Per la studiosa è chiaro che gli aspetti sessisti si nascondono nell’utilizzo dei nomi professionali per designare utenti di sesso femminile. In base a ciò si deduce che tali nomi vanno a definire:

  • ruoli lavorativi completamente concernenti la sfera lavorativa femminile (come ad esempio, segretaria, tata, meretrice);
  • ruoli in cui da largo tempo si registra stabilmente la presenza della donna (ad esempio, professoressa, studentessa, avvocatessa).

Le professioni per le quali non c’è invece il secondo genere sono secondo la Sabatini quelle “di prestigio”, ovvero quelle relative a una carica politica (come ad esempio ministro, assessore, presidente ecc…).

Sviluppi recenti e prospettive future

Pertanto, di fronte a tali evenienze, anche Cecilia Robustelli (che recentemente si è occupata di porre delle raccomandazioni) consiglia di utilizzare nella scelta linguistica, ai fini di una lingua italiana non sessista, il femminile. Anche l’Accademia della Crusca ha più volte confermato la legittimità grammaticale di forme come “architetta”, “sindaca” o “ministra”.

Ad essersi occupata del medesimo problema recentemente è anche Maria Grazia Sapegno che, mediante il suo lavoro Che genere di lingua, mostra in che modo la lingua e le pratiche linguistiche siano veicoli che favoriscono la reiterazione di specifici valori e codici culturali.

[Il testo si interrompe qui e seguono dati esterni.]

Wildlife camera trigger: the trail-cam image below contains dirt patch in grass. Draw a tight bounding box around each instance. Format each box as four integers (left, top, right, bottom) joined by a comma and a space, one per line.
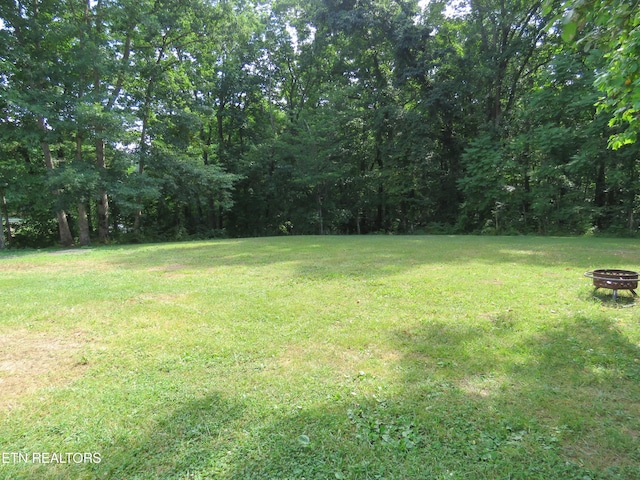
0, 330, 91, 410
49, 249, 92, 255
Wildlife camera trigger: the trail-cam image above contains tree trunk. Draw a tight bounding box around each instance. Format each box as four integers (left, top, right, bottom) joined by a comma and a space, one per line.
38, 117, 74, 247
133, 208, 142, 232
594, 158, 606, 229
97, 192, 109, 242
73, 133, 91, 247
1, 189, 10, 248
0, 210, 4, 249
133, 80, 153, 234
78, 202, 91, 246
316, 190, 324, 235
91, 0, 110, 243
132, 152, 145, 234
56, 211, 74, 247
95, 139, 110, 243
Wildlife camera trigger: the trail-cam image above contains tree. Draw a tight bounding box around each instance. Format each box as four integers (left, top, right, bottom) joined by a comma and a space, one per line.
551, 0, 640, 148
1, 0, 77, 246
2, 0, 639, 244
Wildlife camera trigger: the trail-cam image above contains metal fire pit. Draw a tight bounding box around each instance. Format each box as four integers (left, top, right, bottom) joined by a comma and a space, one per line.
584, 269, 639, 299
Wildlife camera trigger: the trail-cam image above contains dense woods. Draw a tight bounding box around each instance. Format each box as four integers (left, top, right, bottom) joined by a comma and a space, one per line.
1, 0, 639, 247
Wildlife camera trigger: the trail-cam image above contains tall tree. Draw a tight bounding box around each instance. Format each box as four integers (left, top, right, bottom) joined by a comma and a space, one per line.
1, 0, 76, 246
551, 0, 640, 148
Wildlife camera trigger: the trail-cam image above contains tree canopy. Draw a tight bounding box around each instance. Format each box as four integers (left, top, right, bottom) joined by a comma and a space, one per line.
550, 0, 640, 149
1, 0, 639, 247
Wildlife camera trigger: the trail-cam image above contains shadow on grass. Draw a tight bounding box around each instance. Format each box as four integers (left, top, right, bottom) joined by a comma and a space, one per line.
389, 313, 640, 478
92, 399, 416, 479
586, 289, 639, 308
84, 393, 248, 480
66, 315, 640, 480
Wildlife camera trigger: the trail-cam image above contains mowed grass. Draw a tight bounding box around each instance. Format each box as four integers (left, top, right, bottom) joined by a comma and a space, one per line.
0, 235, 639, 479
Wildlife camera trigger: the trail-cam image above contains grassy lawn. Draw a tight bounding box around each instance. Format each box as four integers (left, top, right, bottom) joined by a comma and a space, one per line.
0, 235, 639, 479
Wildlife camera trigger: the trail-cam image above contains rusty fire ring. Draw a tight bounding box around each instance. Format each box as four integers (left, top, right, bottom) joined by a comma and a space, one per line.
584, 269, 639, 300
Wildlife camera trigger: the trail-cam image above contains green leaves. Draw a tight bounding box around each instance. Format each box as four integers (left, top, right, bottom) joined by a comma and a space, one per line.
554, 0, 640, 148
3, 0, 640, 243
347, 405, 424, 451
561, 19, 578, 42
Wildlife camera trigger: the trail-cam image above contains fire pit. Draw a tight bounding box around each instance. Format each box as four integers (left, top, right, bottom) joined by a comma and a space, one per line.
584, 269, 638, 299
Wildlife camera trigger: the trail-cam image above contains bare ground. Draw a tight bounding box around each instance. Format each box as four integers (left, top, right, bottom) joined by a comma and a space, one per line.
0, 330, 91, 410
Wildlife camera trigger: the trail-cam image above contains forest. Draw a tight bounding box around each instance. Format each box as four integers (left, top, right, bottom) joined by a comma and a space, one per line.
1, 0, 639, 247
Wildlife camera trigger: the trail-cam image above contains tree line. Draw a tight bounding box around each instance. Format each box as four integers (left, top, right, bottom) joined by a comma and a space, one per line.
1, 0, 639, 248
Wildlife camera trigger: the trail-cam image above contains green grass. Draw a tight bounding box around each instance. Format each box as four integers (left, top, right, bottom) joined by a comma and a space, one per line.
0, 235, 639, 479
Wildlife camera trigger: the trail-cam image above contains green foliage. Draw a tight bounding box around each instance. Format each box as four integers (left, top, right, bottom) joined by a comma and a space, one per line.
347, 405, 424, 452
551, 0, 640, 148
2, 0, 640, 244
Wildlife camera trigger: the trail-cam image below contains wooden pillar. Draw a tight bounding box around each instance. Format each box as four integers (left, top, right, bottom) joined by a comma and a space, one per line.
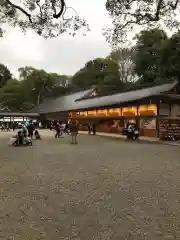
156, 102, 160, 138
169, 103, 172, 117
136, 105, 140, 129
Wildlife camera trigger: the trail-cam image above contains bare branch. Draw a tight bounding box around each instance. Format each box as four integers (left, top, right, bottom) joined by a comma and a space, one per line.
52, 0, 66, 18
1, 0, 89, 39
154, 0, 164, 20
36, 0, 43, 21
6, 0, 32, 23
51, 0, 57, 16
170, 0, 179, 9
5, 0, 67, 23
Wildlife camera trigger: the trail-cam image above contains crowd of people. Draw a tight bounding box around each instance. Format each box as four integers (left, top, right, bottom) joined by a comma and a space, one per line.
4, 118, 139, 146
49, 120, 79, 144
9, 120, 41, 146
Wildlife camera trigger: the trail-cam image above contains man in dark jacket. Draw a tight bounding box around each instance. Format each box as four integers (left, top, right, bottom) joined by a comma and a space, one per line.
69, 120, 78, 144
92, 123, 96, 135
27, 121, 34, 139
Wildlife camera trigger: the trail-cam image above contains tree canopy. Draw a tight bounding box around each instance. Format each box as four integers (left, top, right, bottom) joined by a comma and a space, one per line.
1, 27, 180, 111
0, 63, 12, 87
0, 79, 34, 111
0, 0, 89, 38
105, 0, 180, 45
71, 57, 124, 94
0, 66, 72, 111
161, 31, 180, 81
133, 28, 168, 85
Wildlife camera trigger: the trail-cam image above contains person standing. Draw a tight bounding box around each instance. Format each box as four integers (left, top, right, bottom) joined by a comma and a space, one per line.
49, 121, 53, 131
27, 121, 34, 139
88, 124, 91, 135
92, 123, 96, 135
69, 120, 78, 144
12, 122, 15, 131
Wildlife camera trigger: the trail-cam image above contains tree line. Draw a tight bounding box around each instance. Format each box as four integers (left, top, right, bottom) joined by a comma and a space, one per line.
0, 27, 179, 111
0, 66, 72, 111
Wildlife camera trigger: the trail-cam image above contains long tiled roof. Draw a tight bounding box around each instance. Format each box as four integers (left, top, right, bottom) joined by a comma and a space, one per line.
0, 112, 39, 116
39, 81, 178, 114
39, 89, 94, 114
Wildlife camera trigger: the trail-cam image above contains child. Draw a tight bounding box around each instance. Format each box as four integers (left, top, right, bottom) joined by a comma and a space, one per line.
34, 129, 41, 140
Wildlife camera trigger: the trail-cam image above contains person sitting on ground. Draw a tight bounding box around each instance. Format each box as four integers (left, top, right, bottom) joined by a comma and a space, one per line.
34, 129, 41, 140
16, 124, 26, 144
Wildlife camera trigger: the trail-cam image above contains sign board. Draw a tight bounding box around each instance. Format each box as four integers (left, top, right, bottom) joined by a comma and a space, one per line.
140, 118, 156, 129
159, 104, 169, 116
171, 105, 180, 117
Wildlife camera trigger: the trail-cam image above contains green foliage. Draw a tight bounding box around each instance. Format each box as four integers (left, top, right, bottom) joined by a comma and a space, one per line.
161, 31, 180, 81
48, 73, 70, 87
71, 58, 123, 93
0, 79, 33, 111
133, 28, 168, 85
0, 63, 12, 87
0, 66, 73, 111
0, 0, 89, 38
105, 0, 180, 45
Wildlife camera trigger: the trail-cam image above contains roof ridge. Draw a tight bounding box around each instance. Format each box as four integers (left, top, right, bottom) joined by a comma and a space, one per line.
76, 80, 178, 101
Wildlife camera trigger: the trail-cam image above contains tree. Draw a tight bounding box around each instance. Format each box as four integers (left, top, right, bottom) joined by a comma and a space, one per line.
105, 0, 180, 45
18, 66, 34, 81
133, 28, 168, 85
0, 0, 89, 38
0, 79, 34, 111
22, 68, 57, 106
0, 63, 12, 87
161, 31, 180, 81
71, 58, 122, 92
108, 48, 137, 84
99, 74, 124, 94
18, 67, 74, 109
0, 66, 73, 111
48, 73, 70, 87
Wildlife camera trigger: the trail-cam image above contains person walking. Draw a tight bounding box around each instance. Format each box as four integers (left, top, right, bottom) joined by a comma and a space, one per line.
64, 123, 69, 134
55, 123, 61, 138
88, 124, 91, 134
92, 123, 96, 135
69, 120, 78, 144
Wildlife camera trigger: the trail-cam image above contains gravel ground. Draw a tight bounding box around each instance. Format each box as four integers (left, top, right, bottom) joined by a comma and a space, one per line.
0, 131, 180, 239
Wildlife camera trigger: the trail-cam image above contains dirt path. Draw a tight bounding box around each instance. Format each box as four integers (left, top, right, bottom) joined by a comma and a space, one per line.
0, 131, 180, 239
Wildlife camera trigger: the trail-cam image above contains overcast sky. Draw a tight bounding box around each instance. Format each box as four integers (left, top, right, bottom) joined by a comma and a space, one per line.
0, 0, 112, 78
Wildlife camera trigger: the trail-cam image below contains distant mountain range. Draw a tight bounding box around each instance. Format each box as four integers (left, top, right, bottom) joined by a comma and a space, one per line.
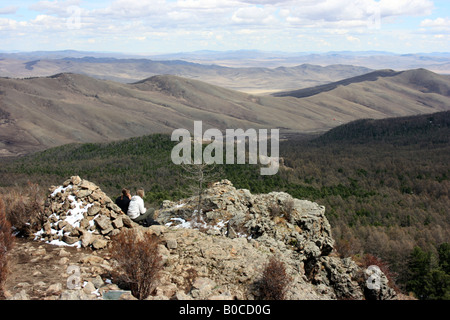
145, 50, 450, 72
1, 68, 449, 157
1, 50, 450, 93
0, 55, 371, 94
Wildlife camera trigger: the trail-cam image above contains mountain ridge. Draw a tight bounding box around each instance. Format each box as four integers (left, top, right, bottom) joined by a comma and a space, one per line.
1, 69, 449, 157
272, 69, 401, 98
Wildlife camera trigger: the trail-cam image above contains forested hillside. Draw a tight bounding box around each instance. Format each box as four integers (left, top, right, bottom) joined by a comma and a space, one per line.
1, 111, 449, 298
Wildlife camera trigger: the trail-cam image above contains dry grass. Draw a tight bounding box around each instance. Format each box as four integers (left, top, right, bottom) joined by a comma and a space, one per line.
183, 267, 198, 294
0, 197, 14, 299
0, 182, 45, 237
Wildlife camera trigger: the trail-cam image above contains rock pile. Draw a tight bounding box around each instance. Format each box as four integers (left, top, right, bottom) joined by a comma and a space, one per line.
35, 176, 137, 249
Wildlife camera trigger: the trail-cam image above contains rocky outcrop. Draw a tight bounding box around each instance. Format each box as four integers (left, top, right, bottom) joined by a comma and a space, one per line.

In tal senso, è dunque evidente che lo studio sul sessismo linguistico condotto dalla Sapegno va ad interfacciarsi con l’approccio della linguistica cognitiva, secondo cui il linguaggio è in grado di costituire uno schema con il quale si organizza la nostra percezione della realtà. In definitiva, La Sapegno e la Sabatini propongono modalità linguistiche esenti da discriminazioni di natura sessista, le quali sono viste attuabili soltanto nelle future generazioni e cioè, secondo la Seregno, mediante una prospettiva didattica o politica, in cui le modalità linguistiche opererebbero come mezzo capace di limare il dislivello ancora occorrente fra i due sessi.

In conclusione, potremmo asserire che la scelta di adoperare nomi maschili o femminili per definire il “gentil sesso” non è soggetta ad alcun vincolo grammaticale. La scelta di usare nomi maschili o femminili per designare donne in molti casi non è vincolata da regole grammaticali. Il suddetto vincolo è valido sostanzialmente solo per pochi nomi (quali “re” e “regina”) e non per tutta la grande varietà dei termini (come ministro/ministra).

Altre informazioni e curiosità sul sessismo linguistico

Cosa si intende per sessismo linguistico?

Per sessismo linguistico si intende l’uso di un linguaggio che riflette e perpetua stereotipi e discriminazioni basati sul genere. Si manifesta attraverso pratiche come l’uso del maschile come genere neutro (maschile sovraesteso), l’assenza di termini femminili per professioni di prestigio e l’uso di parole che hanno connotazioni diverse a seconda del genere a cui si riferiscono.

Chi ha parlato di sessismo linguistico in Italia?

La figura più importante in Italia è stata la linguista Alma Sabatini, che nel 1987 pubblicò il fondamentale studio “Il sessismo nella lingua italiana”. I suoi studi sono stati proseguiti da altre studiose come Cecilia Robustelli e Maria Grazia Sapegno, e il dibattito è oggi portato avanti da istituzioni come l’Accademia della Crusca.

Qual è un esempio di maschile sovraesteso?

Il maschile sovraesteso (o universale) è l’uso del genere maschile per riferirsi a un gruppo misto di uomini e donne o a un individuo di genere non specificato. Un esempio classico è usare la frase “Benvenuti a tutti i cittadini” anche quando il pubblico è composto da uomini e donne. Un’alternativa inclusiva sarebbe “Benvenute a tutte le cittadine e a tutti i cittadini”.

Si dice ministra o ministro per una donna?

Secondo le indicazioni delle principali linguiste e dell’Accademia della Crusca, la forma corretta e raccomandata per una donna che ricopre tale carica è ministra. L’uso del maschile (“il ministro [nome donna]”) è considerato una forma di sessismo linguistico che rende invisibile il genere femminile nelle professioni di prestigio.